Written by @ChefVickz
I’ve never really liked duck if I am being honest. I got so used to eating it with cucumbers in a pancake that I grew tired of it. This recipe, however, is incredible. I’m sure you will love it.
30 min prep / 15 min cooking
2 duck breasts (340g)
2 heaped tbsp of green seasoning (see recipe below ingredient list)
1 tbsp paprika
Pinch of salt and pepper to taste
1 tbsp of brown sugar
1/2 tsp of allspice
Pinch of chili flakes
(finely blitzed in a food processor or blender):
1/4 green bell pepper
1/2 small onion
1 spring onion stalk
1 green chili pepper
1 red scotch bonnet
2 garlic cloves
1 inch of ginger
Small bunch of coriander
Small bunch of parsley
4 sprigs of thyme
A generous drizzle of olive oil
– Preheat your oven to 200c
– Clean duck breast and pat dry with a paper towel
– Combine all your ingredients in a bowl and leave to marinate for at least an hour (Make sure you season the breast on both sides)
– Place the duck breast skin side down in a non-stick pan on medium to high heat with a drizzle of olive oil for 4 mins for a charred aesthetic. Turn over and seal the other side for 1 minute. Pour off the fat regularly into a heat-proof bowl.
– Place the duck skin side up in a small oven tray and cook for 15 minutes or depending on how you like your duck cooked.
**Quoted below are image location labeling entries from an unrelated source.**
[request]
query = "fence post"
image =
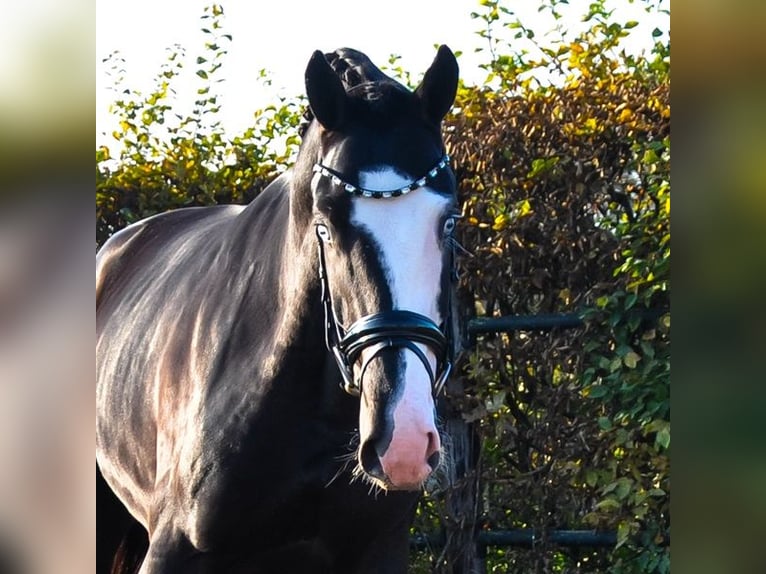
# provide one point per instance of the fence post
(460, 554)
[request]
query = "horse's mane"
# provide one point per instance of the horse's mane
(359, 76)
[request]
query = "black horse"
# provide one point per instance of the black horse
(223, 334)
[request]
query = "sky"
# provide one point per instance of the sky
(281, 36)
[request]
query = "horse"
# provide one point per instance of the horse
(268, 374)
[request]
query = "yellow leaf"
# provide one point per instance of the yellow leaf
(500, 222)
(625, 115)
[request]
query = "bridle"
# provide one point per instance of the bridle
(397, 329)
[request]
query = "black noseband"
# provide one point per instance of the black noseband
(395, 329)
(399, 330)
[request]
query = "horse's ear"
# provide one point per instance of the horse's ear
(439, 85)
(327, 96)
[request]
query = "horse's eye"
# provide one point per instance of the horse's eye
(449, 225)
(323, 232)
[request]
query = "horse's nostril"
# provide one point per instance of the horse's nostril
(369, 459)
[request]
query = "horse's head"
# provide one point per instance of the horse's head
(384, 208)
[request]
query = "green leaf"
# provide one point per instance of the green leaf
(663, 438)
(623, 531)
(631, 359)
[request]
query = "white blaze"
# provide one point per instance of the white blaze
(406, 229)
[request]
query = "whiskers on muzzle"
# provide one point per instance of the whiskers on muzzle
(351, 469)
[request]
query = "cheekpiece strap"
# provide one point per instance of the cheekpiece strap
(381, 194)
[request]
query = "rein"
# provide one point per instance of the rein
(398, 329)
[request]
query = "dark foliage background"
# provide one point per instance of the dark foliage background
(563, 159)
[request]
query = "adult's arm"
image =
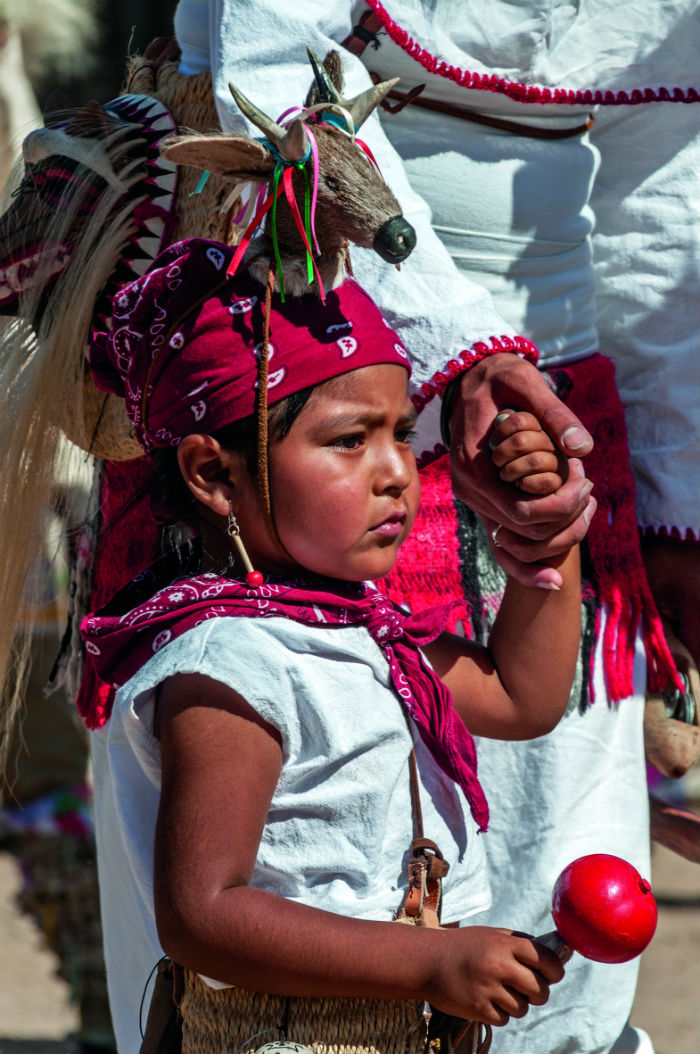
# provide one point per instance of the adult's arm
(442, 316)
(646, 245)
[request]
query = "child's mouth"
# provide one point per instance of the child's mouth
(391, 527)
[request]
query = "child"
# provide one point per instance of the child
(253, 797)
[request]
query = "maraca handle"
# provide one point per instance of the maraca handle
(556, 943)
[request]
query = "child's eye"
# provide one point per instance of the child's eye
(348, 442)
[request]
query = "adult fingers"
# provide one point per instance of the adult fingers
(562, 426)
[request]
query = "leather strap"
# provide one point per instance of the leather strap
(426, 869)
(366, 33)
(414, 98)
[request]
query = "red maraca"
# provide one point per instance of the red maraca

– Once the duck is cooked, let it rest for 5 minutes somewhere warm inside your kitchen
– Slice into 1/2 inch pieces and enjoy!
Once you’ve rested your duck, use the fat and juices and put in a pan with a little butter and brown on low heat, and serve over your sliced duck. You can also use red wine and reduce it in a pan for a richer taste, or add some really ripe plums to your pan for a little tang.